What Is the Expectation for a Company like CrowdStrike Under the Circumstance: Challenges Presented
Given the limited amount of times these types of issues have occurred, it would appear that the Channel file update was sent out inadvertently and/or CrowdStrike didn't use standard operating procedures. This means that CrowdStrike needs to look at its release candidate processes and find out where that gap occurred and address it. It's hard to envision a world where this disaster happens and CrowdStrike fully tested the way it normally does.
Given that stance, the other question remains. What is the appropriate release and response process to follow?
Should CrowdStrike select which companies get the updates first?
It seems like a bad idea for CrowdStrike to decide which systems to evaluate first without having an understanding of the deployment and risk factors that exist. In other words, is this even something that can be done in a safe and feasible manner?
Maybe it could be done through a "discount" or partner arrangement where certain non-critical businesses are incentivized.
Should customers be able to have fine grain control over their own releases?
This honestly seems reasonable. While the implementation may be tricky, the customer deciding how much risk they are willing to take for updates is something of importance.
- Would an airline want to take an update immediately when it could result in outages that dramatically affect their bottom line as well as reputation?
Well, that depends on the vulnerability, the servers being addressed, and more.

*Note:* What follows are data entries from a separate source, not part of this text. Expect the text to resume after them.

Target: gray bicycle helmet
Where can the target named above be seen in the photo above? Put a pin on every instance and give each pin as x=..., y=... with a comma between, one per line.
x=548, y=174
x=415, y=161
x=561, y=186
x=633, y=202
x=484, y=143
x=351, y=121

However, allowing the customer to have this type of control or decision making power to slow roll the deployment over a day or two and feel confident enough that the primary systems won't crash might be the ideal.
Or they can at least load failover systems to compensate.
Should the OS remove the broken code and restart?
Again, this seems reasonable but it falls in the same pattern with CrowdStrike making the decision on who gets the updates first. The OS simply doesn't have the context to know whether it should be removed.
It is also possible that doing this and bringing the server up could leave many servers unprotected plus the customer not knowing due to lack of support.
Should Crowdstrike remove the offending Channel file?
Assuming that CrowdStrike could do this it, this would have some validity to it. However, there would almost certainly need to be a high priority alert that wouldn't get missed. Otherwise, this could end up being a case where machines aren't protected and in the long run things end up worse due to breaches.
Was letting the crashes happen the right move?
It could have been. When enterprises have large numbers of alerts and tools triggering warnings it is easy for things to get overlooked.
Did this Channel update warrant a system crash? It's hard to say when we don't know what malware was being protected against. Imagine a massive breach that caused even more chaos - plus we don't even know the exact details of how the channel file even works.
Ultimately, not having an alternative to compare it to makes it tough to say whether letting the crashes happen was warranted.
CrowdStrike Outage - Final Thoughts
We need to stop expecting software to be perfect. The odds of that happening are slim to none. We also need to recognize systems will not be perfect and evaluating and monitoring the security of any complex system will be imperfect.
The result of the update was crushing. It doesn't seem like there was any loss of life, so at least it wasn't tragic. CrowdStrike will need to continue their transparency as they uncover more of a root cause and disclose what they intend to do to address it.
If, however, it is determined that letting the systems crash is the right thing to do to ensure awareness of a failure, CrowdStrike needs to find a way to let customers control the update process with much greater fine grain details.